The ELPI+ (Electrical Low Pressure Impactor, Dekati®) could solve this issue but to be operated properly the particles effective density of the particles need to be known. The ELPI+ has the advantages to be able to collect aerosols on removable substrates for further gravimetric and chemical analysis. The ELPI+ is equipped with an electrometer for each impaction stage that gives a time-resolved number particle size distributions (NPSD). As it has been said, for these NPSD to be correctly calculated, one needs to know the particle effective density. In the ideal case of spherical and non-porous particles, this density is equal to the raw material density. Unfortunately, almost all of the time workplace aerosols are unsteady mixtures of irregularly shaped and porous UFPs whose effective density is decreasing with particle diameter. To determine this size-dependent effective density, tandem analysis described in the literature (DMA-ELPI+, DMA-APM...) can be used. Although these methods are precise and adapted to laboratory experiments, they present the disadvantages to be time-consuming and unable to monitor quick changes in aerosols composition that occur frequently in workplaces. Furthermore, it would mean to carry another heavy and expensive device with the already cumbersome ELPI+. Because of these difficulties, people don’t use ELPI+ in the workplaces for real-time measurements or assume a unit density leading to significant errors.
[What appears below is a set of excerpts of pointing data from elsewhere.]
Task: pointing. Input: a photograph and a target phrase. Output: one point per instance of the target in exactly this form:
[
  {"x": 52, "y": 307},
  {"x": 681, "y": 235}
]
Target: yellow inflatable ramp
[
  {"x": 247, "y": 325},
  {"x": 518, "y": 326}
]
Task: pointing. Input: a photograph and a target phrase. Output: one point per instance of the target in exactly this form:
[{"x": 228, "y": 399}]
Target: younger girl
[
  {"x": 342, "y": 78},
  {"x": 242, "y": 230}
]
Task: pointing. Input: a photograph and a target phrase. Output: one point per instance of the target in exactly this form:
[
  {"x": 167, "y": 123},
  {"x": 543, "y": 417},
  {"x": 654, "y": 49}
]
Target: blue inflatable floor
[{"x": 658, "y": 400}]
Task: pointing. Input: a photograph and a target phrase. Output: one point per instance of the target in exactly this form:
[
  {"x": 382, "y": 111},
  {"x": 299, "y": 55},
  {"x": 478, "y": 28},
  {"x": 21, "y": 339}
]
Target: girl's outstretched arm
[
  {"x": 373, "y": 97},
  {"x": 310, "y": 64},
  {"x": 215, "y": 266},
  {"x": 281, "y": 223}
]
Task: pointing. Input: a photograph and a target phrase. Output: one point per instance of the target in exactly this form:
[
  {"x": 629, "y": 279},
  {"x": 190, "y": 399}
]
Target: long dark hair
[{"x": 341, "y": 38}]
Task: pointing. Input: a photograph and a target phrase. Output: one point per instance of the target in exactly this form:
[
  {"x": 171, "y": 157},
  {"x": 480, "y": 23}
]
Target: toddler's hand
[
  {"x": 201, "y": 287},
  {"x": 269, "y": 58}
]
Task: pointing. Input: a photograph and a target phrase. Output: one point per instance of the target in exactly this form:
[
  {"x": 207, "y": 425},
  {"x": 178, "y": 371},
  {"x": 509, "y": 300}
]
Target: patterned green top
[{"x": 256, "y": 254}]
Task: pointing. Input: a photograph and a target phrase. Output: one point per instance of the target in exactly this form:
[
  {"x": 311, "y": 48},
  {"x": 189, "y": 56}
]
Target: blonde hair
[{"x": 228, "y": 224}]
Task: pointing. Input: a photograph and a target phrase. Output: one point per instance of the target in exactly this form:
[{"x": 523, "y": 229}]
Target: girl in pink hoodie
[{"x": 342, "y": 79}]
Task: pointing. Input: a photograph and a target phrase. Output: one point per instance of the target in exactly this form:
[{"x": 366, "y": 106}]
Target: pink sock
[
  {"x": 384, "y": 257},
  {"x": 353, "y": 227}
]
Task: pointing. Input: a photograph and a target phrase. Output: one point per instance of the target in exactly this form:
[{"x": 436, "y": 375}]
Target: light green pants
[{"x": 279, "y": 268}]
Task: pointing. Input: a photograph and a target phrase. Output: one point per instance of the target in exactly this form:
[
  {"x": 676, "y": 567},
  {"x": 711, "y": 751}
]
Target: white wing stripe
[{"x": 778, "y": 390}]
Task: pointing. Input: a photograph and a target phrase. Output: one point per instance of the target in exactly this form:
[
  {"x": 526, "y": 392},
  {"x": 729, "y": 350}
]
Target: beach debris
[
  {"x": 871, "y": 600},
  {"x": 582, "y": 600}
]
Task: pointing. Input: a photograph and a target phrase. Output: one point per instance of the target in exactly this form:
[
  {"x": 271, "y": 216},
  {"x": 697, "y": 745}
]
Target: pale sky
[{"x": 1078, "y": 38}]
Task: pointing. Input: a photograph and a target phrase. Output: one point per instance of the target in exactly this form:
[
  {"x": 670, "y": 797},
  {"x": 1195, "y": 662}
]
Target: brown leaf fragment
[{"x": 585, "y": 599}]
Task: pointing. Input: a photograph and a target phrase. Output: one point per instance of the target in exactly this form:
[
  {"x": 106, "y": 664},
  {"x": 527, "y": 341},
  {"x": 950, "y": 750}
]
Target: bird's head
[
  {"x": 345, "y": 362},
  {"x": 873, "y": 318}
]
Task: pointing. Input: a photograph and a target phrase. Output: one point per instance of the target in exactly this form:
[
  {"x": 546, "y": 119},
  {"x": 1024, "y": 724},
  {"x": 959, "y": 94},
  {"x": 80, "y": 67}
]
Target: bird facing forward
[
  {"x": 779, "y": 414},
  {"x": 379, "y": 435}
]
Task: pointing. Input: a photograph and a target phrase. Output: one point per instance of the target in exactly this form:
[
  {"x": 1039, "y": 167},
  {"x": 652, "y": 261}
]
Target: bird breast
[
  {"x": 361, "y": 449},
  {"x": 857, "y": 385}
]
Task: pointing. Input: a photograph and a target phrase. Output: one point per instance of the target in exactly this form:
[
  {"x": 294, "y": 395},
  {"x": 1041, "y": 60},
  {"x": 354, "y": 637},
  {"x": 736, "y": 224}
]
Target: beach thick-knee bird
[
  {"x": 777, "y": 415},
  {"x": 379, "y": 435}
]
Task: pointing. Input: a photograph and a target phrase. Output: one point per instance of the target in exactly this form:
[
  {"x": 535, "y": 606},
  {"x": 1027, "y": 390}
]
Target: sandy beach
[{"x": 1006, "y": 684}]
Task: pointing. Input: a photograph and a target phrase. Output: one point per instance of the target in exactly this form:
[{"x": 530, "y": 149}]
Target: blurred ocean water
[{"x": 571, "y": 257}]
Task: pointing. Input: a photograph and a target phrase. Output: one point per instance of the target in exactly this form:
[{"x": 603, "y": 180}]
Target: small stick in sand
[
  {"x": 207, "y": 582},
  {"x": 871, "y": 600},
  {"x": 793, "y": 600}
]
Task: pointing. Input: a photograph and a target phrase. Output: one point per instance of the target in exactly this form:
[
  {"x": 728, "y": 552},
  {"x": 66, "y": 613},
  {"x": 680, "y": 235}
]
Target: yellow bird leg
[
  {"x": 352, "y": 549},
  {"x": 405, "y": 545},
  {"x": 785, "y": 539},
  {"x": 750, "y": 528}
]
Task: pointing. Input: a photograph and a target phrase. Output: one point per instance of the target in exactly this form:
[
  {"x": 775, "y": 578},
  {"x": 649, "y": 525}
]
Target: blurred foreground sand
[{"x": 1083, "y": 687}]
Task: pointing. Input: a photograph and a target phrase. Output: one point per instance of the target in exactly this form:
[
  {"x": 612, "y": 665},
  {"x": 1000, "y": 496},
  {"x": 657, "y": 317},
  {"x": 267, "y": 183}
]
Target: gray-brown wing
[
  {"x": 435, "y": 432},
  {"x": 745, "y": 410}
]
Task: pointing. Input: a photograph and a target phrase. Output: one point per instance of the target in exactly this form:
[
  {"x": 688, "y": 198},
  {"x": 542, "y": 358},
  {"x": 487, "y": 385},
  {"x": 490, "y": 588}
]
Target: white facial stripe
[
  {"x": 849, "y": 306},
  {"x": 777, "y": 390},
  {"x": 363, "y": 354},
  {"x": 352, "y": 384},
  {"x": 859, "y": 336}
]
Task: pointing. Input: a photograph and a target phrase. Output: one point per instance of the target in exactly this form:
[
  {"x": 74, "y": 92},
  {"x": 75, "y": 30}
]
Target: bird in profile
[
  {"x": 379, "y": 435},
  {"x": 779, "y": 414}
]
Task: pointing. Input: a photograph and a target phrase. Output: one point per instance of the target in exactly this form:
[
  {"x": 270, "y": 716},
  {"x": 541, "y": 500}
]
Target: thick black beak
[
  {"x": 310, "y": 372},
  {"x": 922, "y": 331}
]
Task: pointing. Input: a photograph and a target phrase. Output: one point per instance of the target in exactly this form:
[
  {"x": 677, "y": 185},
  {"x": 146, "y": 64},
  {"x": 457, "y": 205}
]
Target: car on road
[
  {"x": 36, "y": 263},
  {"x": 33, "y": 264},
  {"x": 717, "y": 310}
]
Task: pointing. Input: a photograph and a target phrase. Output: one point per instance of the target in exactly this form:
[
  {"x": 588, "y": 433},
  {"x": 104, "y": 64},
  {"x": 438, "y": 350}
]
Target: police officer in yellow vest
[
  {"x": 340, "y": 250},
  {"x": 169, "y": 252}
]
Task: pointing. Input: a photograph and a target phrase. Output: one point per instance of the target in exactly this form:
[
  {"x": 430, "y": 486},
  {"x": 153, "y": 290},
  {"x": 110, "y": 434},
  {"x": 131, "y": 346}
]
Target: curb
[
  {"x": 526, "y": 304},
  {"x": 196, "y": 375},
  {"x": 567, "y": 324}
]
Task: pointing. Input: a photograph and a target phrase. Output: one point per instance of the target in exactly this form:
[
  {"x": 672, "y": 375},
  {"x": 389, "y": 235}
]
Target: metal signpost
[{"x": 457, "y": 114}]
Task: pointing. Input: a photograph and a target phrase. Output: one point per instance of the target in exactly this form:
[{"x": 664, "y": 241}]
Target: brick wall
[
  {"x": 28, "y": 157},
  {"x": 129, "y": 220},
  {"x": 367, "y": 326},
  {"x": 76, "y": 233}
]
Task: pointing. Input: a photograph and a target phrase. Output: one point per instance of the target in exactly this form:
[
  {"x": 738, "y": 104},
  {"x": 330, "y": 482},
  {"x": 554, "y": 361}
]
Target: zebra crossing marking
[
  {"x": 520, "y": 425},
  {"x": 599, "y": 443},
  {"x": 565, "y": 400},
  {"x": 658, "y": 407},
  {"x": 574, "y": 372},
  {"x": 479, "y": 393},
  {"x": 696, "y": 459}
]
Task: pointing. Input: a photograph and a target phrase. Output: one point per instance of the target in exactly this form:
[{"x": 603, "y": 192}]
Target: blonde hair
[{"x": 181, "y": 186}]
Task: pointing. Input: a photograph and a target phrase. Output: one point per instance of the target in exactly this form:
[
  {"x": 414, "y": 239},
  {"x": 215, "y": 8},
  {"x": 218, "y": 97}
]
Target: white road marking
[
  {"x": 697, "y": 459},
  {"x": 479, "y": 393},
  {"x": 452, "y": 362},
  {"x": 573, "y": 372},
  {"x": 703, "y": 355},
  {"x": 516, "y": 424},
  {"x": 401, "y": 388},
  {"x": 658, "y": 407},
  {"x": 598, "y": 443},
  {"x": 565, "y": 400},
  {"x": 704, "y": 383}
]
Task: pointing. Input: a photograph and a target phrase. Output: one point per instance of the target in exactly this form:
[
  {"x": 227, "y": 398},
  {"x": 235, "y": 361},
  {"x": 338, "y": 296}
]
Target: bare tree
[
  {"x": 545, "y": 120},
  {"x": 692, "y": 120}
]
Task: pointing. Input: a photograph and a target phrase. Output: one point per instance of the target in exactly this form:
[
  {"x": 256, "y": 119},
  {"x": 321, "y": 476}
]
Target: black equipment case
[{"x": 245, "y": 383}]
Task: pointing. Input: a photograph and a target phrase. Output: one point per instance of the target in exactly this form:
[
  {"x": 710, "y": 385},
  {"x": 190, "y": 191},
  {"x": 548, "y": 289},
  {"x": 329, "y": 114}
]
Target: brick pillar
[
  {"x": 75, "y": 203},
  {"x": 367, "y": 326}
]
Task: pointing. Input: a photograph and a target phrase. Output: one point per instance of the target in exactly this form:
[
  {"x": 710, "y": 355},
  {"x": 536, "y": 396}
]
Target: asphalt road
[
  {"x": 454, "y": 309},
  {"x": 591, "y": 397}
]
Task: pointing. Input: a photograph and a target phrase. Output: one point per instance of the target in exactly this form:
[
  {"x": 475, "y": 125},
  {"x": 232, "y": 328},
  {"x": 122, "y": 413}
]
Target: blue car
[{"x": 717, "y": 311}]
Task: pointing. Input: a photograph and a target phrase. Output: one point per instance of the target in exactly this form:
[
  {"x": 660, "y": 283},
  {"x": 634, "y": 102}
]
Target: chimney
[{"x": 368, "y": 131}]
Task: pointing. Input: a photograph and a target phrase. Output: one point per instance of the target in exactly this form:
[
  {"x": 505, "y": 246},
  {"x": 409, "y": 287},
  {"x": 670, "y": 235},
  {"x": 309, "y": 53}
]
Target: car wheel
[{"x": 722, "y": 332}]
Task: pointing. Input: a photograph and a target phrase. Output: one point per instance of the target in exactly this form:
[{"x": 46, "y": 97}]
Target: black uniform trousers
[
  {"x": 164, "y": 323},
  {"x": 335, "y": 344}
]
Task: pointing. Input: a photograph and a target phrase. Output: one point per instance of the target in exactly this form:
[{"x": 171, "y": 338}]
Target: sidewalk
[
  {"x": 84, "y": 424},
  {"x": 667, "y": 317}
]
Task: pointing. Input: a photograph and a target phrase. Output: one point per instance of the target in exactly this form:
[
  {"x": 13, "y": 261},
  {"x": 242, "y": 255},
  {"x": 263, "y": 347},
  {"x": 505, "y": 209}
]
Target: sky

To overcome these issues, we developed a method based on: (1) the synchronous use of an ELPI+ and a hand-held condensation particles counter (CPC) and (2) a custom made code reproducing, inter alia, the ELPI+ software calculations. The first step is to synchronously save the currents measured by the ELPI+ electrometers and the real total number concentration measured with the CPC. Then, by using the custom-made code for a given measurements interval, an averaged density is adjusted to minimize the gap between the total number concentrations given by the two devices. The NPSD corresponding to this fitted average density is then considered as the closest to the real distribution. This method was validated in laboratory exposure chamber experiments by using a SMPS as a reference for the NPSD. This validation was performed using four UFPs aerosols. In addition to the NPSD, the adequacy of the fitted average effective density with the real size-dependent one was verified. A validation of this method was also successfully performed in electronic waste recycling factories using a Nanoscan SMPS as a reference instead of a SMPS. This method is easy to use in the field or in a laboratory by hygienists or OHS researchers interested by UFPs. Because it allows for the determination of the real average effective density, ELPI+ can be used to collect UFPs particles on its collection substrates for further analysis while recording real-time data of aerosol concentrations that can be rightfully corrected. This method offers also an easy alternative to evaluate particle effective density of any UFP aerosols.